On Behalf of | Jan 24, 2017 | Premises Liability

Our schools are increasingly welcoming to children with serious disabilities. Bringing all kids into the mainstream has been a positive change, but it does add complexity. Kids with disabilities and serious medical conditions often need additional help — and every child is different. This complexity has costs.

No one expects to live in a world where nobody makes mistakes, but responsible people know what they should do when they make one — especially when the mistake serious enough that a child is injured. Even if it could get them in trouble, responsible people tell the truth because it’s the only way to minimize the harm they may have done to others.

That principle is painfully clear now to the parents of a special-needs child in another state. They understand that it was probably an accident when someone cleaned their daughter’s feeding tube with a bleach solution, poisoning her and leading to numerous medical complications. What they can’t forgive is that no one was willing to say what happened — even to provide crucial information necessary to treat her.

Did school staff put liability fears ahead of saving a child’s life?

The tragic mistake occurred last September at an elementary school. The fifth-grader has disabilities that render her non-verbal. She also uses a wheelchair and receives nutritional formula through a gastronomy tube. Once the formula has left the tube and entered the stomach, a caregiver typically flushes the residue into the stomach using sterile water.

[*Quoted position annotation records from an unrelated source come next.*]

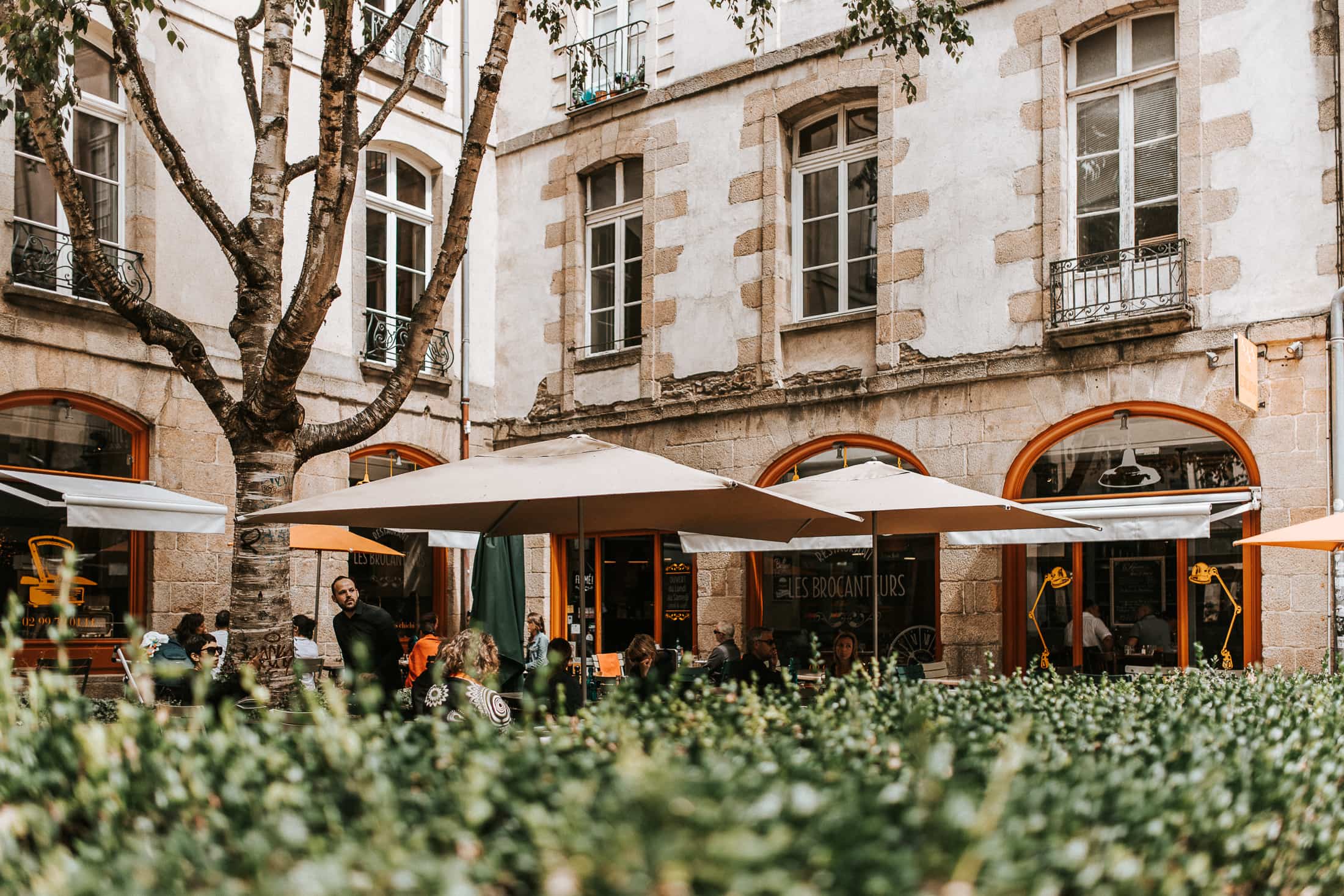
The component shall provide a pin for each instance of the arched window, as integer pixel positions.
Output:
(95, 144)
(70, 434)
(1172, 490)
(417, 582)
(397, 225)
(835, 211)
(805, 594)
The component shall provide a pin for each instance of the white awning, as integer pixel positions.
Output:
(1163, 516)
(113, 504)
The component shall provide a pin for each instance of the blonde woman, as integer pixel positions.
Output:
(466, 663)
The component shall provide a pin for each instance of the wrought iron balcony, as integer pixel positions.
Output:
(1119, 285)
(386, 336)
(431, 59)
(607, 66)
(46, 258)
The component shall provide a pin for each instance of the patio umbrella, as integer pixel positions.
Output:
(888, 500)
(561, 486)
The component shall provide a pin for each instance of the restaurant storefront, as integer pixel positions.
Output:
(1171, 489)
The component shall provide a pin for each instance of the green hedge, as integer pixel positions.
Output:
(1198, 784)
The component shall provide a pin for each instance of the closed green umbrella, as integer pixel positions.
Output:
(499, 602)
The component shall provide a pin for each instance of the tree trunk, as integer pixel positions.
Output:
(260, 603)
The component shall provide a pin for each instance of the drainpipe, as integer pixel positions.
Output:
(464, 277)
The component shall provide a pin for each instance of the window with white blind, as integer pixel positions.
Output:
(1124, 136)
(835, 213)
(615, 225)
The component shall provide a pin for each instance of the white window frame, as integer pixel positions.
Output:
(839, 156)
(1124, 86)
(620, 213)
(106, 111)
(395, 210)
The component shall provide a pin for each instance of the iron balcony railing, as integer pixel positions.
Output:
(386, 336)
(1119, 284)
(607, 66)
(46, 258)
(431, 59)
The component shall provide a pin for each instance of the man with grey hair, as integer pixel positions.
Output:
(758, 664)
(725, 652)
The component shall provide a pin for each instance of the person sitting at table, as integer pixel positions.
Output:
(757, 668)
(1151, 630)
(466, 663)
(723, 655)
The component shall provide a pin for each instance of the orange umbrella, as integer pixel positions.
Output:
(1326, 534)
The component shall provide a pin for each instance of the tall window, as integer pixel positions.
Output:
(395, 250)
(1123, 115)
(835, 213)
(93, 142)
(615, 255)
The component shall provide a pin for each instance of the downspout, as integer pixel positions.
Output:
(466, 293)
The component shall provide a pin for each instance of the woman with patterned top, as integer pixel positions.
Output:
(461, 667)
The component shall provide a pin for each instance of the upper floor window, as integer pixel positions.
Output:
(615, 225)
(1124, 123)
(835, 213)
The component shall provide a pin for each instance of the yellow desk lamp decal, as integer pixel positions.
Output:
(1058, 578)
(45, 588)
(1205, 574)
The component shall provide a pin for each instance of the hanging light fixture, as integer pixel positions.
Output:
(1128, 473)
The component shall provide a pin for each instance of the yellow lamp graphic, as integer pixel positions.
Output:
(1203, 574)
(1058, 578)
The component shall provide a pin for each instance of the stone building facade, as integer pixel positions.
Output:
(1069, 228)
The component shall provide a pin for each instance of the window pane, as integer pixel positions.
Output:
(1098, 183)
(96, 147)
(1155, 41)
(861, 124)
(375, 285)
(375, 234)
(820, 194)
(1155, 171)
(1098, 125)
(1098, 234)
(863, 233)
(1156, 222)
(1155, 111)
(604, 245)
(820, 242)
(602, 186)
(95, 73)
(411, 245)
(375, 172)
(632, 175)
(820, 292)
(863, 183)
(634, 237)
(1096, 57)
(817, 136)
(34, 194)
(411, 186)
(863, 284)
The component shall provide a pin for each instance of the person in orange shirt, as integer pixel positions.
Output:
(425, 649)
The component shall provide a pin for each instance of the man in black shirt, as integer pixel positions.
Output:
(757, 663)
(359, 622)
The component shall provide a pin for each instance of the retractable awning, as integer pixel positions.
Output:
(113, 504)
(1139, 519)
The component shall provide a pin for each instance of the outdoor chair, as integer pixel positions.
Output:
(76, 668)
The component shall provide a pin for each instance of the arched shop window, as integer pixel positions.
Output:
(77, 435)
(805, 594)
(1172, 490)
(415, 582)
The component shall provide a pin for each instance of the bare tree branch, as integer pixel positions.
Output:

According to the parents’ lawsuit against the school, someone at the school mistakenly used bleach solution to flush the formula residue into the little girl’s stomach, sending bleach burning directly into her digestive system. When she began vomiting up white chunks and “looking kind of purple,” a school employee named Jack left a voice mail for her mother.

Yet no one called 911. No one contacted a poison control center or took the child to a hospital. When her mom arrived and found the girl in the care of the school nurse, she could smell the bleach. But when she asked what had happened, no one volunteered any information.

Only Jack revealed anything. He followed the mom to the parking lot and told her that bleach solution might have been used in her feeding tube, but he wouldn’t say how much or who was responsible.

As a result of the negligence and cover up, the little girl suffered serious medical complications, according to the parents’ lawsuit including aspiration pneumonia, ulcers, severe gastritis, and permanent damage to her trachea, esophagus, stomach and lungs.